Sailors right about sneaky rogue waves

by Mary Caperton Morton
Sunday, March 27, 2016

A massive wave, estimated to be more than 18 meters high, hits the starboard side of a tanker heading south from Valdez, Alaska, in the Gulf of Alaska in February 1993. Credit: Captain Roger Wilson, Greenland, N.H., CC BY 2.0.

Sailors are notorious for telling tall tales, including legends about monstrous “rogue waves” that appear at sea without warning. Oceanographers have traditionally dismissed such stories because they thought that unusually large waves would be preceded by series of waves of increasing size.

Now, a team studying hundreds of simulations of random waves to suss out patterns of linear and nonlinear wave dynamics has shown that at least some of these tales could be true. The mathematical models revealed that rogue waves can indeed emerge suddenly in open water due to the tendency of very large waves to move to the front of their wave group. The modeling also showed that the crests — or tops — of these large waves are significantly longer than those of the waves surrounding them, making for inescapable walls of water that are not only tall, but wide.

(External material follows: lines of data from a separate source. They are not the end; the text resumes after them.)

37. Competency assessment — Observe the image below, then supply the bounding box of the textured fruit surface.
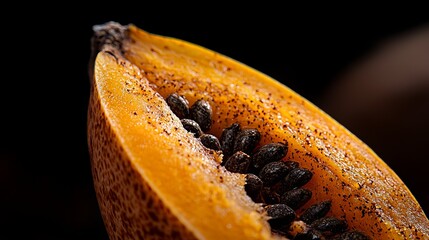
[88,22,429,239]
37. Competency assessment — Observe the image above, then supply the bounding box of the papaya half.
[87,22,429,239]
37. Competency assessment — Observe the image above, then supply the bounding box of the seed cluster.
[166,93,370,240]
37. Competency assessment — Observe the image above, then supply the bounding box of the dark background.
[4,5,429,239]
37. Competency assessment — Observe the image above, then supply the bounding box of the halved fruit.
[88,22,429,239]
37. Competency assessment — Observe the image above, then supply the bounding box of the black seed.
[244,173,263,202]
[252,143,288,172]
[261,187,280,204]
[293,229,326,240]
[284,160,299,169]
[233,128,261,154]
[180,118,203,137]
[220,123,240,159]
[300,201,331,224]
[189,99,212,132]
[200,133,220,151]
[259,161,290,187]
[280,188,312,210]
[310,217,348,234]
[281,168,313,191]
[265,204,296,228]
[225,151,250,173]
[166,93,189,119]
[332,231,370,240]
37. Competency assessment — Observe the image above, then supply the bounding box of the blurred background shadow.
[4,6,429,239]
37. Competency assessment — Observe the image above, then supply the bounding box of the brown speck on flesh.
[281,168,313,191]
[200,133,220,151]
[189,99,212,132]
[225,151,250,173]
[332,231,370,240]
[300,200,331,224]
[261,187,280,204]
[244,173,263,202]
[220,123,240,158]
[180,118,203,137]
[280,188,312,210]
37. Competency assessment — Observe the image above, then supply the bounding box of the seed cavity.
[189,99,212,132]
[162,93,370,240]
[252,142,288,172]
[234,128,261,154]
[310,217,347,235]
[259,161,290,187]
[293,229,325,240]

Mariners “often describe ‘walls of water' coming at them in the open ocean that are impossible to steer around — an observation supported by our modeling, which shows that rogue waves tend to have a much broader crest than traditionally predicted by linear theory,” said Thomas Adcock, an engineer at the University of Oxford in England and lead author of the study published in Proceedings of the Royal Society A, in a statement. “All of this means that in a very rough storm, you can’t simply assume you’ll get a warning before a freak wave hits. Seafarers need to be aware that a large wave may appear out of nowhere.”